I'm not sure I understand your 3 concerns but I will have a go at making some comments:

1) How to link local plastic Mohr-Coulomb condition to the moments and forces of rotational elastic-brittle bonds BrittleBeamPrms.

BrittleBeamPrms assumes a Mohr-Coulomb failure criterion governing the maximal shear stress within a beam interaction, as a function of the normal (tensile/compressive) stress. The formulae for calculating the shear and normal stresses involves the forces and moments within the beam interaction, accordingly:

shearStress_ij = shear_Force_ij/A_ij + torsion_Moment_ij*R_ij/J_ij
normalStress = -1.*(normal_Force_ij/A_ij + bend_Moment_ij*R_ij/I_ij)

where A_ij is the cross-sectional area of the beam, R_ij is the radius of the beam, I_ij is the bending moment of inertia and J_ij is the twisting moment of inertial. These are just formulae from linear elastic beam theory and typically employed in bonded particle DEM models involving rotational degrees of freedom.

2) Does the model include Rankine tensile cutt-off condition.

There is an option to apply a tensile cut-off for BrittleBeam interactions. I have not yet found this to have any appreciable macroscopic influence on the mechanical properties of the bonded particle assembly though. In the interest of keeping the model simple, I tend not to employ such a cut-off at the scale of individual beam interactions.

3) Is it true that strength of rocks cannot be reproduced by the Mohr-Coulomb criterion at least in macro-scale [..] for that reason Hoek-Brown criterion was introduced some time ago.

Essentially, yes this is correct. When triaxial tests are conducted on core samples over a wide range of confining pressures, the failure envelope is observed to deviate from a linear Mohr-Coulomb failure envelope for higher confining pressures. The Hoek-Brown criterion is a purely empirical formula that mimics this observed, nonlinear failure envelope. To my knowledge, there is currently no fundamental basis for the Hoek-Brown failure criterion; nor a fundamental understanding of the observed nonlinearity of the failure envelope at high confining pressures.

I hope this helps a bit. When considering such issues, be mindful that the interaction laws (such as BrittleBeamPrms) apply at the micro-scale; the scale of individual interactions between DEM spheres. The macroscopic mechanical response of the bonded particle model is only partially determined by the choice of interaction law. The assembly (or network) of bonded interactions also has a considerable role in the macroscopic response. Different arrangements of DEM spheres, with differing size-distributions, will result in quite different macroscopic response. The Hoek-Brown failure criterion was devised to mimic the macroscopic response of rocks. It is not clear that such a criterion should be employed at the micro-scale, between two bonded DEM spheres. Indeed, there is also no guarantee that doing so would necessarily result in a nonlinear, macroscopic failure envelope.

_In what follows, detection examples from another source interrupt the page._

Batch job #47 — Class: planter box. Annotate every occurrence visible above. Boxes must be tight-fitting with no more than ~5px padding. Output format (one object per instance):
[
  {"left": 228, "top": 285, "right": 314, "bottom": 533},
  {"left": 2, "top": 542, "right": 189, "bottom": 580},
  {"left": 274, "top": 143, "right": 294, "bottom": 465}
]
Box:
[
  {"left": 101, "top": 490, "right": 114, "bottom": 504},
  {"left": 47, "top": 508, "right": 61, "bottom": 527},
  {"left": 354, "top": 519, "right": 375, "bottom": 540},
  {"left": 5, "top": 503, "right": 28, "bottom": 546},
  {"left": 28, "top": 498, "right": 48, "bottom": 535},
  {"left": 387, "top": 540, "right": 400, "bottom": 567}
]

My personal investigations would suggest that will not be the case in general.

Overall your concerns are very legitimate and probing at the boundaries of knowledge regarding the mechanical response of heterogeneous brittle-elastic materials, as well as how best to model that using numerical methods such as the DEM.

Cheers,

Dion

 Revision history for this message Piotr Klejment (glaubiger) said on 2021-05-05: #2

Hello Dion,

Thank you very much for your valuable response!
This issues arose when I tried to compare DEM simulations with laboratory geologists working on the strength of rocks. Your answer is very brightening!

Thank you very much,
Piotr Klejment

 Revision history for this message Piotr Klejment (glaubiger) said on 2021-05-05: #3

Thanks Dion Weatherley, that solved my question.